Representative Dick Spanbauer (R-Oshkosh) pleads with his colleagues for civility and bipartisanship. The retiring legislator says he enjoyed serving in local and state government for almost 38 years and regrets leaving the state legislature in such a polarized climate. “And I ask the question now again, why can’t we find a better way to work together and what has happened to compromise?”
Republicans and Democrats have been bitterly divided over the last year, stemming, in part, from the collective bargaining law. Spanbauer, who was elected in 2008, is serving his last term in the legislature; he says he’ll miss all the friends he made over the years on both sides of the political aisle. He remembers a time when there was a much more “hospitable atmosphere” under the Capitol dome. “You need to find that common ground again. That is, if you’re willing to. If this state is going to flourish … it’s imperative that this body put our pride aside and exercise the give and take that’s badly needed here.”
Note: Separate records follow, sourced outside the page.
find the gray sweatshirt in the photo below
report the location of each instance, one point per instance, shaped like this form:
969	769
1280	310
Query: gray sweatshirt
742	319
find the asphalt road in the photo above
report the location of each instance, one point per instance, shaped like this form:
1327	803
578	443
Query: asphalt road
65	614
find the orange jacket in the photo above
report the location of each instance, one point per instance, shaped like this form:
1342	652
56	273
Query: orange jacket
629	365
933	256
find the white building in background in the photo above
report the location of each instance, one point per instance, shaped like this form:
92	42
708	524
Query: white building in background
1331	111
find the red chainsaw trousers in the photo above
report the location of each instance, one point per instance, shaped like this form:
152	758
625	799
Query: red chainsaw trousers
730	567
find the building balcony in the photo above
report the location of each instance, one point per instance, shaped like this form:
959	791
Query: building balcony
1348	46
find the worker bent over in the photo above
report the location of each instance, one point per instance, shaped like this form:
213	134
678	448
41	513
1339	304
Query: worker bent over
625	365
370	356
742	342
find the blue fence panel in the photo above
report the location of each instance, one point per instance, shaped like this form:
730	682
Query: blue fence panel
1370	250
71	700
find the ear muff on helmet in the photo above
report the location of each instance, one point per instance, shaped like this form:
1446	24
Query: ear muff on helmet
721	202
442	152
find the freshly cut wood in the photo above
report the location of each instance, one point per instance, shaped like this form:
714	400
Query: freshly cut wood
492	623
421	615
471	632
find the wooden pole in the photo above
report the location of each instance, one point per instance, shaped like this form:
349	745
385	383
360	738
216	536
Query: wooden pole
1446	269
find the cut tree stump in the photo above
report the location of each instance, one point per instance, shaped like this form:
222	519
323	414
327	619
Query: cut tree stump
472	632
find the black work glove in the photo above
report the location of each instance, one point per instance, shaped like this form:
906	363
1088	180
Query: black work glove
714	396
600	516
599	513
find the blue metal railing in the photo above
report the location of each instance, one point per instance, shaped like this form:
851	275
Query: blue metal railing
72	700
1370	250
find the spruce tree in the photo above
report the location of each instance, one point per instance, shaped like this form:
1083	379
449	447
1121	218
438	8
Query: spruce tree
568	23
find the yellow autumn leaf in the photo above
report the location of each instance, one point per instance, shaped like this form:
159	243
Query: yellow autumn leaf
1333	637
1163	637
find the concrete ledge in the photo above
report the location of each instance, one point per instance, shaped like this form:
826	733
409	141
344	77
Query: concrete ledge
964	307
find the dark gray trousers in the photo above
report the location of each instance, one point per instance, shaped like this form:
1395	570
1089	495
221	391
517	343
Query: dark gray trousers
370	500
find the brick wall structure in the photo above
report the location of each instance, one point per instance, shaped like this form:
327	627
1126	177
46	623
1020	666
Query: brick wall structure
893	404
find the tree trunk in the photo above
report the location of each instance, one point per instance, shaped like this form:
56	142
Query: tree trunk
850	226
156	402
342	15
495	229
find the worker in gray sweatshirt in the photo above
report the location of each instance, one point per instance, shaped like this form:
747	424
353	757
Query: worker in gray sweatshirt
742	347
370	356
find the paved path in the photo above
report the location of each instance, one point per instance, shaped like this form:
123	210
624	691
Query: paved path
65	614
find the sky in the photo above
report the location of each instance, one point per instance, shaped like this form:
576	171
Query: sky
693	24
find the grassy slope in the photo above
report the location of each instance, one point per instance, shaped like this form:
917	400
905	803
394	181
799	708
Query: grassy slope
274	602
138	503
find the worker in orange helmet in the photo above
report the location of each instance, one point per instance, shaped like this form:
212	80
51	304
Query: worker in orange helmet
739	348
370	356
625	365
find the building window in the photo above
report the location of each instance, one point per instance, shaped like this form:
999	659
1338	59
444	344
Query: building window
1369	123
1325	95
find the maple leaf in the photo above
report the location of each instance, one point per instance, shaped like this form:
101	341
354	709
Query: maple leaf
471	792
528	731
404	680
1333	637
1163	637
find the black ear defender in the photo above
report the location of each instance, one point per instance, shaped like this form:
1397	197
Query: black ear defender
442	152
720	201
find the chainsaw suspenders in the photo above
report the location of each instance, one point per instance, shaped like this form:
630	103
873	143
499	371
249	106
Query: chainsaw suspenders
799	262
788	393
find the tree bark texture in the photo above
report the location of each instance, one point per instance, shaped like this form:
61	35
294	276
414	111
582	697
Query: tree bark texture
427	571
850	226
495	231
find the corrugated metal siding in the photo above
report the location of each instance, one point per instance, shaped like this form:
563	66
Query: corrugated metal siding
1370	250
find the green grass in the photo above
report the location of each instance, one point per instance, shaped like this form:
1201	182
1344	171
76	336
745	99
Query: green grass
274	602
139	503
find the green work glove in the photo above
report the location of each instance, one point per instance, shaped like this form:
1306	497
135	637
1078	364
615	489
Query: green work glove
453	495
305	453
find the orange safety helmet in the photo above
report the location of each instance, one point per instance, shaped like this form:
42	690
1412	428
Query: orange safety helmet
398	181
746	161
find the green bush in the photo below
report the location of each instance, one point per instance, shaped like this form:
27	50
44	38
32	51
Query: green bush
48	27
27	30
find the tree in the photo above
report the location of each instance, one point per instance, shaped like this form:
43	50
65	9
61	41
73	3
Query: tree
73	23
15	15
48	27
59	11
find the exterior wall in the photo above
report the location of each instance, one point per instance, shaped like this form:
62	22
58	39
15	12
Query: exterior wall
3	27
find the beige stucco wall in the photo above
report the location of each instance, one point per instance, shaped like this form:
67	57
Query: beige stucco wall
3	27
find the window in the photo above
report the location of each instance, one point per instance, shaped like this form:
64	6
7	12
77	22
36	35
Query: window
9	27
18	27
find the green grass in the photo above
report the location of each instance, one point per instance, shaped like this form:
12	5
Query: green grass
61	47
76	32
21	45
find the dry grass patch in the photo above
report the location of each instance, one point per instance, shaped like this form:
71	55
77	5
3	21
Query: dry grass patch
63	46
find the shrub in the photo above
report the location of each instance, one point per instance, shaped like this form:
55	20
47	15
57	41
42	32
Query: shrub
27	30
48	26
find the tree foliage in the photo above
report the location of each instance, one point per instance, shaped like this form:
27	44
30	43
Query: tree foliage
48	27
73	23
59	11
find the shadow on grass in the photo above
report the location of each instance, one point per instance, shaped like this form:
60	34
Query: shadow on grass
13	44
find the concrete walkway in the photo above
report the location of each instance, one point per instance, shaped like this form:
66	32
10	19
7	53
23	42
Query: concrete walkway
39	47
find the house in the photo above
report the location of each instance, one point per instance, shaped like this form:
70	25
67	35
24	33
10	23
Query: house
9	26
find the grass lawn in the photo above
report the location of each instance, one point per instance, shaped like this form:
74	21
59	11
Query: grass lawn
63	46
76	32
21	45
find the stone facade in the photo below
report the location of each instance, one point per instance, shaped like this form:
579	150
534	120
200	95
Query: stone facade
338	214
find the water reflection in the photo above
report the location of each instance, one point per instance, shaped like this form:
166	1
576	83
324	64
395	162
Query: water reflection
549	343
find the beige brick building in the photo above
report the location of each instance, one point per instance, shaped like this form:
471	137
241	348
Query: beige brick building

Spanbauer made his comments prior to delivering the opening prayer before an Assembly floor session last week. He also promoted civility, wisdom, and common sense. Bickering and polarization has led to nine recall elections last year and possible recalls this summer against the governor, lieutenant governor and four senate Republicans. Spanbauer asked lawmakers to leave the state a better place than when they found it.
Spanbauer is one of at least three Assembly Republicans who are not seeking another term. The other two are Michelle Litjens (R-Oshkosh), who was just elected in 2010; and Dan Meyer (R-Eagle River), who came aboard in 2000.